Research area – Neuroscience of Language
Realtime Multilingual Translation from Brain Dynamics
Weihao Xia University College London
This project, Realtime Multilingual Translation from Brain Dynamics, is to convert brain waves into multiple natural languages. The goal is to develop a novel brain-computer interface capable of open-vocabulary electroencephalographic (EEG)-to-multilingual translation, facilitating seamless communication. The idea is to align EEG waves with pre-aligned embedding vectors from Multilingual Large Language Models (LLMs). The multi-languages are aligned in the vector space, allowing us to train the model with only a text corpus in one language. EEG signals are real-time and non-invasive but exhibit significant individual variances. The challenges lie in the EEG-language alignment and across-user generalization. The learned brain representations are then decoded into the desired language using LLMs such as BLOOM that produces coherent text that is almost indistinguishable from text written by humans.
Currently, the primary application targets individuals who are unable to speak or type. However, in the future, as brain signals increasingly serve as the control factor for electrical devices, the potential applications will expand to encompass a broader range of scenarios.
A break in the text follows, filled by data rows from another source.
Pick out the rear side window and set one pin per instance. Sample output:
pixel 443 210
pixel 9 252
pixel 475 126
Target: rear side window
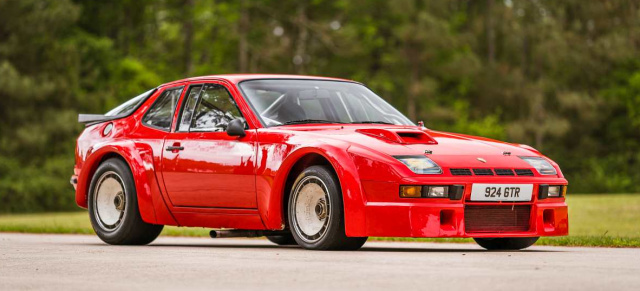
pixel 161 112
pixel 128 107
pixel 214 110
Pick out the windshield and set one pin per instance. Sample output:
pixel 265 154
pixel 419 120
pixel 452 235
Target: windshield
pixel 129 106
pixel 281 102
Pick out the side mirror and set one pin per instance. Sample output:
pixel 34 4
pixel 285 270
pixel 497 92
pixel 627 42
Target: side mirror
pixel 236 128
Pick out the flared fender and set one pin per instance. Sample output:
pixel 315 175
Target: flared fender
pixel 271 207
pixel 139 157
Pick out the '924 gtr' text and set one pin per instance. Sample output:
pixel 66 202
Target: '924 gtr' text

Research area – Human-Computer Interaction
How can MT and PE help literature cross borders and reach wider audiences: A Case Study
Vilelmini Sosoni Ionian University
Researchers studied the usability and creativity of machine translation (MT) in literary texts focusing on translators’ perceptions and readers’ response. But what do authors think? Is post-editing of MT output an answer to having more literature translated especially from lesser-used languages into dominant languages? The study seeks to answer this question by focusing on the book Tango in Blue Nights (2024), a flash story collection about love written by Vassilis Manoussakis, a Greek author, researcher and translator. The book is translated from Greek into English using Translated’s ModernMT system and is then post-edited by 2nd year Modern Greek students at Boston University who are native English speakers and have near native capacity in Greek. They follow detailed PE guidelines developed for literary texts by the researchers.
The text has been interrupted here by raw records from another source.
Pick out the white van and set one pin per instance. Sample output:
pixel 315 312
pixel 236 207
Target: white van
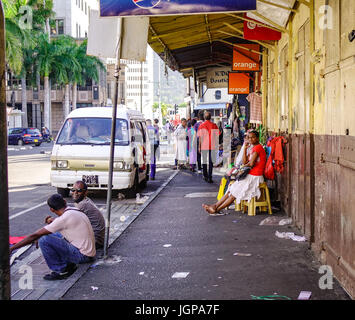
pixel 82 150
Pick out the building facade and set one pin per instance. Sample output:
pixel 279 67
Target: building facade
pixel 71 18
The author analyses the post-edited version and establishes whether it is fit for publication and how it can be improved. A stylometric analysis is conducted. The study is the first of its kind and wishes to showcase the importance of MT for the dissemination of literature written in lesser-used languages and provide a post-editing protocol for the translation of literary texts.
Research area – Machine learning algorithms for translation
Language Models Are More Than Classifiers: Rethinking Interpretability in the Presence of Intrinsic Uncertainty
Julius Cheng Univesity of Cambridge
Language translation is an intrinsically ambiguous task, where one sentence has many possible translations. This fact, combined with the practice of training neural language models (LMs) with large bitext corpora, leads to the well-documented phenomenon that these models allocate probability mass to many semantically similar yet lexically diverse sentences. Consequently, decoding objectives like minimum Bayes risk (MBR), which aggregate information across the entire output distribution, produce higher quality outputs than beam search.
Research on interpretability and explainability for natural language generation (NLG) has thus far almost exclusively focused on generating explanations for a single prediction, yet LMs have many plausible high probability predictions. Julius’s team proposes to to adapt interpretability to this context by asking the question, “do similar predictions have similar explanations?” they will answer this by comparing explanations generated by interpretability methods such as attention-based interpretability, layerwise relevance propagation, and gradient-based attribution across predictions.
The goal of this project is to advance research in interpretability for NLG, deepen our understanding of the generalization capabilities of LMs, as well as develop new methods for MBR decoding.